According to the Tennessee Department of Mental Health and Substance Abuse Services, the average cost of care for babies born with NAS is roughly 10 times more than babies born without NAS. The average cost to stabilize an NAS newborn is $63,000, while the average cost for a non-NAS newborn is approximately $7,200. For the entire state of Tennessee, the care for 660 babies born with NAS cost $41.5 million for most of 2013, compared to $4.79 million for the same number born without NAS.

The lawsuit demands judgment against the defendants for damages resulting from breaches of statutory and common law, seeks to award restitution to the plaintiffs, and an injunction to stop the flood of opioids to the region.

“For many years, Purdue Pharma has inaccurately promoted OxyContin as being an appropriate medication for chronic pain and being less likely than other pain medications to cause addiction,” said J. Gerard Stranch IV, managing partner for Nashville, Tennessee-based law firm Branstetter, Stranch & Jennings, PLLC. “Their aggressive marketing of this product has resulted in an opioid epidemic that is ravaging Tennessee, causing immense suffering to those born addicted to opioids, and costing millions of dollars to local governments forced to deal with the aftermath.”

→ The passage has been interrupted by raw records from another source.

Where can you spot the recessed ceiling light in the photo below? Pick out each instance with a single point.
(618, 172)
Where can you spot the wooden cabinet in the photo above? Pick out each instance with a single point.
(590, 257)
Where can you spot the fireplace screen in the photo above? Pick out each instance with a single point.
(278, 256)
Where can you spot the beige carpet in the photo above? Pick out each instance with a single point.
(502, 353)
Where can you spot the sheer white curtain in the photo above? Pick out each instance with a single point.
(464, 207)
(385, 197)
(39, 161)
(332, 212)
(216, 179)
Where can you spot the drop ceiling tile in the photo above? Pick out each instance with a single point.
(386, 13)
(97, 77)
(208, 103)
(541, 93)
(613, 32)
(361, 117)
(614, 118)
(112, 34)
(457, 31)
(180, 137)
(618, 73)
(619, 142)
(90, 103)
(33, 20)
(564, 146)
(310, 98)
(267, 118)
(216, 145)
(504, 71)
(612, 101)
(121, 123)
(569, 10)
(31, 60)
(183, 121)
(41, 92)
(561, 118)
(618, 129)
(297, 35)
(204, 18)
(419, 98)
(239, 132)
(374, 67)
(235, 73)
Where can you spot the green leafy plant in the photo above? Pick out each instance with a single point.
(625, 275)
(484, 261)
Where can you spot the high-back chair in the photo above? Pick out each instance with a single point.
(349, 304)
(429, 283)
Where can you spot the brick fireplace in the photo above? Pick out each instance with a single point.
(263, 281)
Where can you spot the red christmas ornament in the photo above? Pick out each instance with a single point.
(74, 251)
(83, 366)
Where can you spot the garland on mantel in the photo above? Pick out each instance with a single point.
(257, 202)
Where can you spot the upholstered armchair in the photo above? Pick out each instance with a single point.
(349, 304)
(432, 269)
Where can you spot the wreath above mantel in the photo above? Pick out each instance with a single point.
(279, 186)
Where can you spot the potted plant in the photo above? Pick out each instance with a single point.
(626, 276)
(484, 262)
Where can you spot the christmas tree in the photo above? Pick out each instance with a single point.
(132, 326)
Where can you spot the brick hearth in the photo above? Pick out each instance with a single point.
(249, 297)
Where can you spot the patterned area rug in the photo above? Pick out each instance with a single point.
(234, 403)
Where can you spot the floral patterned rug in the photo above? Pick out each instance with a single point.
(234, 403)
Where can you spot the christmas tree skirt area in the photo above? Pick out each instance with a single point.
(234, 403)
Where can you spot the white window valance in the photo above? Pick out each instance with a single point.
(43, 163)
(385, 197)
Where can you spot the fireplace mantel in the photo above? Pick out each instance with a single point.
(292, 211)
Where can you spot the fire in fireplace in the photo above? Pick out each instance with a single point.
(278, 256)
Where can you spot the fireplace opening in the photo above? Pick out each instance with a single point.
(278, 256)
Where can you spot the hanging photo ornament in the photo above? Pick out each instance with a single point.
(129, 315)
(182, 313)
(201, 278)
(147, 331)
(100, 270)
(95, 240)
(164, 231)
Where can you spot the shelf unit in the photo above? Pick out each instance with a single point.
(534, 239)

The lawsuit demands judgment against the defendants for damages resulting from breaches of statutory and common law, seeks to award restitution to the plaintiffs, and an injunction to stop the flood of opioids to the region.

Purdue Pharma and the other drug makers have said they share the public’s concerns about the crisis and are committed to finding collaborative solutions.

The Stamford company is facing a number of similar lawsuits, including ones filed by the states of Ohio and Mississippi, the town of Everett, Washington, and Dutchess, Broome, Erie, Orange and Suffolk counties in New York.

In addition, Governor Dannel Malloy and the members of Connecticut’s Congressional delegation announced on June 13 that the state is receiving a $3.1 million federal grant to expand efforts combatting the prescription opioid crisis, particularly helping to provide youth and their families access to long-term substance use treatment that focuses on recovery.